Left an 18 year old and a 16 year old home alone for a week three years ago. No problems, other than a mountain of washing and house in need of a good hoover. Fairly sensible kids who were told they would not be allowed away with their friends if there was any trouble.

We didn't tell them exactly when we were going until a day before.

However, the next year when DS had gone to Uni and we wanted a break I ddin't want DD conpletely alone and so got my mum down for the week.

DandyDan Tue 05-Oct-10 15:53:01

I agree about the swiftness of arranging a party or get-together. And at the moment one of our kids is in a year group where if there is the slightest sniff of a gathering sans parents, the whole year group turn up and it turns very quickly into trouble. Hence our child is not having a birthday party at all, which is miserable.

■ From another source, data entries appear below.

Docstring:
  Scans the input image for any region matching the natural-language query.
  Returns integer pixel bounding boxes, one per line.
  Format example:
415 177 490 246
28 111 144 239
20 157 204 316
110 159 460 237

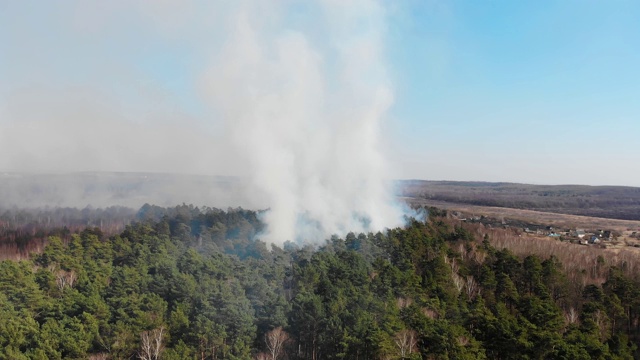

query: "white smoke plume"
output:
202 0 403 243
0 0 412 243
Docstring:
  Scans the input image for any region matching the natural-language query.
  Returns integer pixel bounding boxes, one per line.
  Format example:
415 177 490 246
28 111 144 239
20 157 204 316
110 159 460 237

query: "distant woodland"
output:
398 180 640 220
0 205 640 360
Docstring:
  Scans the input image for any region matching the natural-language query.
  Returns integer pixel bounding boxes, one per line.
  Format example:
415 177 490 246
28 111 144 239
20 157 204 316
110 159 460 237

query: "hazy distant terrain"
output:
399 180 640 220
5 172 640 220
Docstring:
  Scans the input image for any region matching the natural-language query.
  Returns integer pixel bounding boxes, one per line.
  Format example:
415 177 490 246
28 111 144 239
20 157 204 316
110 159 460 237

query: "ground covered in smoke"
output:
0 206 640 360
0 0 407 246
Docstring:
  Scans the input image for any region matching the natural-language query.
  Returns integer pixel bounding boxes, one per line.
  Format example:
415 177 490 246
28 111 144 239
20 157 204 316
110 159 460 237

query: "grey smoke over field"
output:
208 1 403 242
0 0 404 243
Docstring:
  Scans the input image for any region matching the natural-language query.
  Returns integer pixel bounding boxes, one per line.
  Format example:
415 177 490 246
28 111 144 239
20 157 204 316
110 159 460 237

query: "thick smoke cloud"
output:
0 0 410 243
202 1 402 242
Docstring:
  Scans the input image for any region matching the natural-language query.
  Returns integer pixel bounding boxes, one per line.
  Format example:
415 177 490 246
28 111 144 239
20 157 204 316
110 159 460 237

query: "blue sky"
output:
0 0 640 186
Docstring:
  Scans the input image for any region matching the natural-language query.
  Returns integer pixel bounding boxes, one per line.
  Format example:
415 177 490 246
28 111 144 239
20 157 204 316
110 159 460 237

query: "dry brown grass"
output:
450 220 640 286
402 198 640 232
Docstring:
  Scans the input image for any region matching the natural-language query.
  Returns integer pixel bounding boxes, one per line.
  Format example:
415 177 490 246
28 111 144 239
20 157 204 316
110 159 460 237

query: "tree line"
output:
0 205 640 360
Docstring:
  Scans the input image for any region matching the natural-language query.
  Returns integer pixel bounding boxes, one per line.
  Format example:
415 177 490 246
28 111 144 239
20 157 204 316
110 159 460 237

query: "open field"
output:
398 180 640 221
401 197 640 232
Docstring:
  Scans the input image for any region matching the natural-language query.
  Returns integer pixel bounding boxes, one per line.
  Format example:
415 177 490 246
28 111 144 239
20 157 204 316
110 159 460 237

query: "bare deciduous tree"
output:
394 329 418 359
138 326 164 360
56 270 78 290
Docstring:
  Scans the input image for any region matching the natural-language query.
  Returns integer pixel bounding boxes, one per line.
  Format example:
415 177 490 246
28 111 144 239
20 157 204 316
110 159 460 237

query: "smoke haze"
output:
0 0 410 243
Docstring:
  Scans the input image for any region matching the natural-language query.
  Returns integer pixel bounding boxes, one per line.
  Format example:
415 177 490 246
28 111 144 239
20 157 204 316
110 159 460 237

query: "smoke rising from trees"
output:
202 1 402 242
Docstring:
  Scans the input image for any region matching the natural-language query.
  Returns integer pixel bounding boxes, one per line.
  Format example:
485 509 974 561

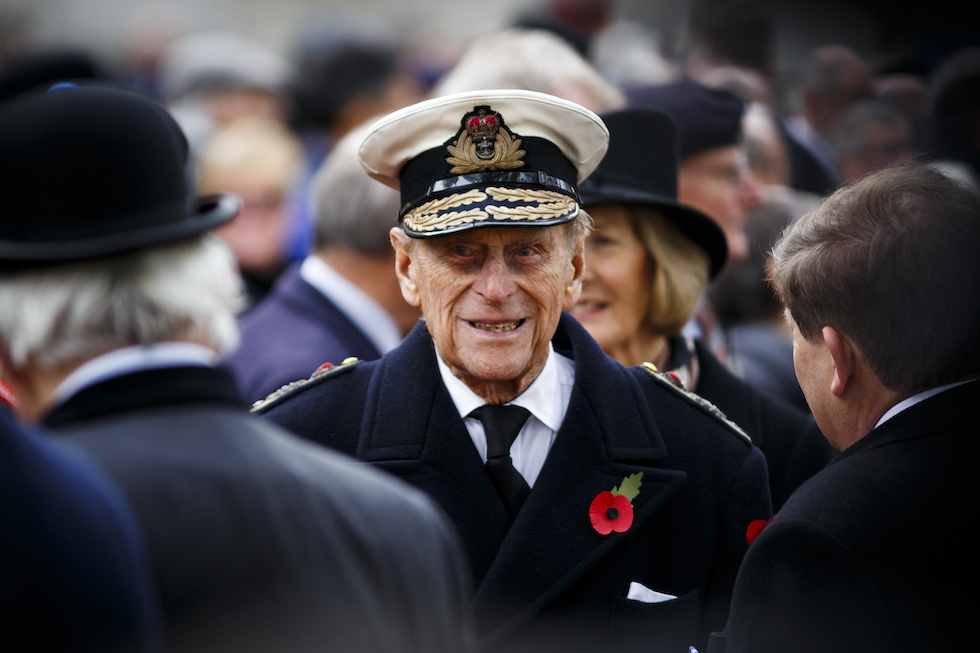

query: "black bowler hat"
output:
579 109 728 277
0 86 241 270
626 79 745 159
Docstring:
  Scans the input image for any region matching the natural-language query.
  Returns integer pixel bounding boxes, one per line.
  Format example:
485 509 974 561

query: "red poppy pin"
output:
745 515 776 544
589 472 643 535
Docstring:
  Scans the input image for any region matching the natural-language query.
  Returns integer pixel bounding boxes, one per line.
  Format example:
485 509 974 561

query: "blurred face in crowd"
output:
392 226 584 403
839 122 913 184
571 204 653 360
214 170 289 273
677 145 762 261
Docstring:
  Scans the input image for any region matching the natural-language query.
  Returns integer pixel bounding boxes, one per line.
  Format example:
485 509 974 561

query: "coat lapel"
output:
471 320 686 642
357 323 511 584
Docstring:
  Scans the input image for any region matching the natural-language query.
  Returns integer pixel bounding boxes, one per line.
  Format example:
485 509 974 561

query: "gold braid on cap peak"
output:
404 186 577 232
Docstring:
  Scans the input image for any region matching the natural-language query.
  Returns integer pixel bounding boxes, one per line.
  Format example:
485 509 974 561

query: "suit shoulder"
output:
634 363 752 445
251 357 362 414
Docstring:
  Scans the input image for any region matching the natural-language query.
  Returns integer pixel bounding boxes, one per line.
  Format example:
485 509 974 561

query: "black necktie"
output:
470 405 531 519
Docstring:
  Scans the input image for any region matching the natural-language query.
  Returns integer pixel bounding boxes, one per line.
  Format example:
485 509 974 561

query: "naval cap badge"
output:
446 106 525 175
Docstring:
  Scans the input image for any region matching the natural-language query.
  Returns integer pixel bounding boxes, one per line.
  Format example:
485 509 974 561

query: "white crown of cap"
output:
358 89 609 189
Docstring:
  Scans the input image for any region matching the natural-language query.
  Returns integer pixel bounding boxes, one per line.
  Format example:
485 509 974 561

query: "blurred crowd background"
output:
0 0 980 402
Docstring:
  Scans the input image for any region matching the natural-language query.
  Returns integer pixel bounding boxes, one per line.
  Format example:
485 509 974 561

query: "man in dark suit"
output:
0 87 469 652
226 119 419 401
710 160 980 653
256 90 770 652
0 402 163 653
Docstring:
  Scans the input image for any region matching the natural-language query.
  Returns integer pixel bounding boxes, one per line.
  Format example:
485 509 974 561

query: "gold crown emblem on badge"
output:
446 106 525 175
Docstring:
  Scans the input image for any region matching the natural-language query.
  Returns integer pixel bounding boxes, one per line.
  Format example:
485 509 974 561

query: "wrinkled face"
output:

I guess you will know whether you can trust your kids. And it's not always the oldest who is the most responsible - ours is the least responsible and we rely on the younger ones to dob him in and keep the house in order.

ragged Tue 05-Oct-10 18:17:25

I guess it was different when I were a teen because we didn't have transport, and all lived miles from each other. So you'd have to arrange lifts, probably with your folks, perhaps days in advance, else have a plausible explanation for why you wanted to be out late and at almost no notice on a school night. And of course your parents would notice and grill you (and ground you) if you came in late or vomitting or had a hangover or couldn't get out of bed to catch the bus in the morning, so you wouldn't dare overdo it without some forward planning involved to avoid parental grief, even if you did attend a party.

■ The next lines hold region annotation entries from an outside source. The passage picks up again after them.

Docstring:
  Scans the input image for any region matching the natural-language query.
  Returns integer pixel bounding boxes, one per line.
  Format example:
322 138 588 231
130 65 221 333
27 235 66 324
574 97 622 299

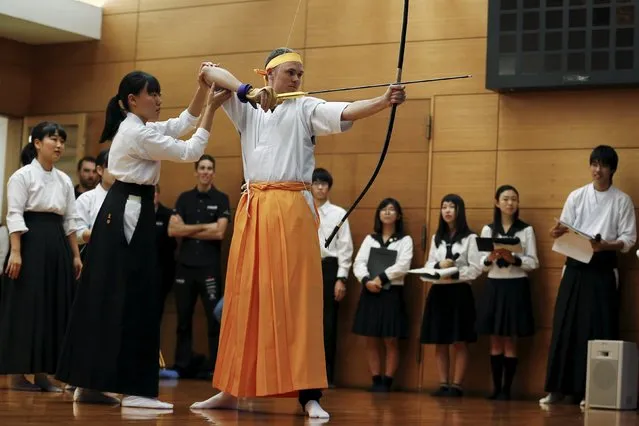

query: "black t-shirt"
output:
155 203 177 280
175 187 231 266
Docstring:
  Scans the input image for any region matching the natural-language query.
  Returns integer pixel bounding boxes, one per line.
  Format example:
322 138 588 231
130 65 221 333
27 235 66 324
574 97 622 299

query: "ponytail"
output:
99 95 126 143
20 142 38 166
100 71 160 143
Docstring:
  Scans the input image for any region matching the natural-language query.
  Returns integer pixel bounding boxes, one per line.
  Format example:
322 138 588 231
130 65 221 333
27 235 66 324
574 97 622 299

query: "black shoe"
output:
448 386 464 398
430 385 450 397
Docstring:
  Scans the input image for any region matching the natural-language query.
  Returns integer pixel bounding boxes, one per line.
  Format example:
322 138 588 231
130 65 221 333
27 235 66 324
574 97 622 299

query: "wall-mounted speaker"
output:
486 0 639 91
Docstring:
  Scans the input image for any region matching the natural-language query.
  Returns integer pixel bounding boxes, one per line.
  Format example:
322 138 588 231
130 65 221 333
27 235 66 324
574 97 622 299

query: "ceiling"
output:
0 0 102 44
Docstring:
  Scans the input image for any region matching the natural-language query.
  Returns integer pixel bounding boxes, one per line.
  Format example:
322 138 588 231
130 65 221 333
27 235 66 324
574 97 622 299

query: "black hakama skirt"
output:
420 282 477 345
353 285 408 339
544 252 619 398
56 181 160 398
0 212 75 374
477 277 535 337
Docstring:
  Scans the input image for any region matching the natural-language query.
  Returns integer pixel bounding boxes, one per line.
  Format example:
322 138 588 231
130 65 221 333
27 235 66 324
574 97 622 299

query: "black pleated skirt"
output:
353 285 408 339
477 277 535 337
545 252 619 398
0 212 74 374
420 283 477 345
56 181 161 397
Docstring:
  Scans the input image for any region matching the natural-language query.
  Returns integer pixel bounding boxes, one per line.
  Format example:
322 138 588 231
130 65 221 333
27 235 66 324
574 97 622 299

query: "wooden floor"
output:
0 379 639 426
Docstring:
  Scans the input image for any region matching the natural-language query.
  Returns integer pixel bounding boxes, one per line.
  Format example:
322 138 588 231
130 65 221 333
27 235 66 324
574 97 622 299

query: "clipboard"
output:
552 219 601 263
366 247 397 290
475 237 524 253
408 266 459 283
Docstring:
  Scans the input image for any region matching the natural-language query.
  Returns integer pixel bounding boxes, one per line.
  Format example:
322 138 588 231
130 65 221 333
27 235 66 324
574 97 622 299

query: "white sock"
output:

...Because I jolly well intend to treat my underage teens like that, too, one day grin.

maryz Tue 05-Oct-10 18:51:59

Best of luck with that ragged grin. My teenagers were very well behaved until they actually became, err, teenagers. Then things went downhill a bit.

I trust dd completely, and I like her friends, and I know and get on with most of their parents, but there isn't a chance in hell I would leave them alone in my house for a night, much less a week.

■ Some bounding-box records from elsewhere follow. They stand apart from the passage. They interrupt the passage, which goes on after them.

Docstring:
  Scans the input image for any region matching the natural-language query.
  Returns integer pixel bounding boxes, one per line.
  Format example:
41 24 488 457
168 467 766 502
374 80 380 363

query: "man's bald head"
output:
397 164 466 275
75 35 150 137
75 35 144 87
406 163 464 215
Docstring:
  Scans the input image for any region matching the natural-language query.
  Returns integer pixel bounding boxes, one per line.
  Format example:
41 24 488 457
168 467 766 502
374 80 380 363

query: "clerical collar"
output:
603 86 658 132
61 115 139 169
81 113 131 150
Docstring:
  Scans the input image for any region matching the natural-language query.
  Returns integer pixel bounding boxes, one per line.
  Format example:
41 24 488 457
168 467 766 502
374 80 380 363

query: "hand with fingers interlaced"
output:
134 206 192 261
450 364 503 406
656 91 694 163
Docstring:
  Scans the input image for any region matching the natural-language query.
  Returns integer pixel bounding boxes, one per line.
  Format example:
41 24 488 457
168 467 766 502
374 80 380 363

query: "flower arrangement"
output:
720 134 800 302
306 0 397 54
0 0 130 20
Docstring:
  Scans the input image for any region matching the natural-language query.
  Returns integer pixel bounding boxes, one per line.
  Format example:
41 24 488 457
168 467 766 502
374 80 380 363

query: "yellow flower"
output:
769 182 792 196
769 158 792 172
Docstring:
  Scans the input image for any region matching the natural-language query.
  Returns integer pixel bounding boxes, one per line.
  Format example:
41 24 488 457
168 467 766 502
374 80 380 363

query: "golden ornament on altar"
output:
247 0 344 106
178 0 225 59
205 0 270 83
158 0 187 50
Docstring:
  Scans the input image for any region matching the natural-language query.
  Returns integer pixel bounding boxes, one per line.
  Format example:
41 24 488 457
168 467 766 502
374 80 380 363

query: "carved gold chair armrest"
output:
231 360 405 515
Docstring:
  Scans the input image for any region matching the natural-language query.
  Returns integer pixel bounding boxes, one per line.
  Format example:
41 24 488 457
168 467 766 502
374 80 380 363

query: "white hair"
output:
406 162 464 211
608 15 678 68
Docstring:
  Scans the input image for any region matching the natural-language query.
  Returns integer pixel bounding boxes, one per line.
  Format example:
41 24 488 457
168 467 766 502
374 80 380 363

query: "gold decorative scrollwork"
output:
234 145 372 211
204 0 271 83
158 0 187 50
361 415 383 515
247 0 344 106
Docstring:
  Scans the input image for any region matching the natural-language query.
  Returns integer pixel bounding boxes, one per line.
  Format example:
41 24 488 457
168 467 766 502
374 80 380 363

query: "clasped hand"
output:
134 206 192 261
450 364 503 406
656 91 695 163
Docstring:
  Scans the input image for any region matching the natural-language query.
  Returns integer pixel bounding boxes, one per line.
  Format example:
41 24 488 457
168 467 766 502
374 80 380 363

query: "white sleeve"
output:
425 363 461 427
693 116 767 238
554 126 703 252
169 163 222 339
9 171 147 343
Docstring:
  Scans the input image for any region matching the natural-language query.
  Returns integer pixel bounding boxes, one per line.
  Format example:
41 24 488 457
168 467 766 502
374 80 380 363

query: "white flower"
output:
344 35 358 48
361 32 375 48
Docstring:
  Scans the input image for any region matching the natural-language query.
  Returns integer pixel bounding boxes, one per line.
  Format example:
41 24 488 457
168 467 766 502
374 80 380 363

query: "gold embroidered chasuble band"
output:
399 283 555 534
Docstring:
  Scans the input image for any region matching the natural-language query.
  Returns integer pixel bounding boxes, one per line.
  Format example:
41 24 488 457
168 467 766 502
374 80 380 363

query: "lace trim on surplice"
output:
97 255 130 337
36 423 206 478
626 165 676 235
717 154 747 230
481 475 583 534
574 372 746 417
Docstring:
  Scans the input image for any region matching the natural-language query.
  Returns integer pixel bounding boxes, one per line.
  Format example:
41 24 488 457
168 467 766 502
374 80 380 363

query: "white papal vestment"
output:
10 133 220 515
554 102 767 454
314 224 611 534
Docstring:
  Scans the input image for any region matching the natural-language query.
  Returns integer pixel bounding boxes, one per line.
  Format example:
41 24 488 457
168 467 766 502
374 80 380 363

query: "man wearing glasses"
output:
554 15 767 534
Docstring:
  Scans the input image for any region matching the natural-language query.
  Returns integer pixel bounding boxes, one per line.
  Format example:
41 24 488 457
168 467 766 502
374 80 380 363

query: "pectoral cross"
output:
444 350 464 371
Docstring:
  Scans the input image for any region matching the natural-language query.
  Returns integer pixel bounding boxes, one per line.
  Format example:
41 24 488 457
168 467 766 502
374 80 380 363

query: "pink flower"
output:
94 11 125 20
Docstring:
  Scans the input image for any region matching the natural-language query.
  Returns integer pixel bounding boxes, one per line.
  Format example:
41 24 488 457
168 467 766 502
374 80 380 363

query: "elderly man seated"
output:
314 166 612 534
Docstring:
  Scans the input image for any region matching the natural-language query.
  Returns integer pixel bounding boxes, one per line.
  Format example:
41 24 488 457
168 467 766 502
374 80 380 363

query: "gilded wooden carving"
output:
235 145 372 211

If they were overrun by less nice teenagers I don't think that she would be able to cope. So it would be unfair on her to leave her to cope with such a responsibility.

ragged Tue 05-Oct-10 20:17:17

I think you misunderstand me, Maryz, I don't expect good behaviour at all, but I hope to be adept at making them thinking twice about the worst behaviours . But yeah, you're right, until I've got a houseful of hormone-full spotty youth, I can only imagine how I might do things given OP's dilemna.

Friends leave their teens age 16+ for long spells... up to 5 weeks. There are helpful neighbours and family friends nearby, plus grandparents live about 10 miles away... still, you can imagine the mixed outcomes. I would not do that and am always bemused at the shock my friends express over the antics their teens get up to in their absence.

A weekend or a few days could be quite different, though, and all that OP needs.

asdx2 Tue 05-Oct-10 21:29:37

I have left my eldest two at home since they were 17 and 16 for a week at a time. We've never had any trouble but didn't expect it anyway, they're good lads with nice friends. Last time I went away for the weekend I left them now 22 and 21 dd 17 and ds 15 and again they were all fine.
I think though if you worry when you are home then you shouldn't leave them because you won't be able to relax anyway.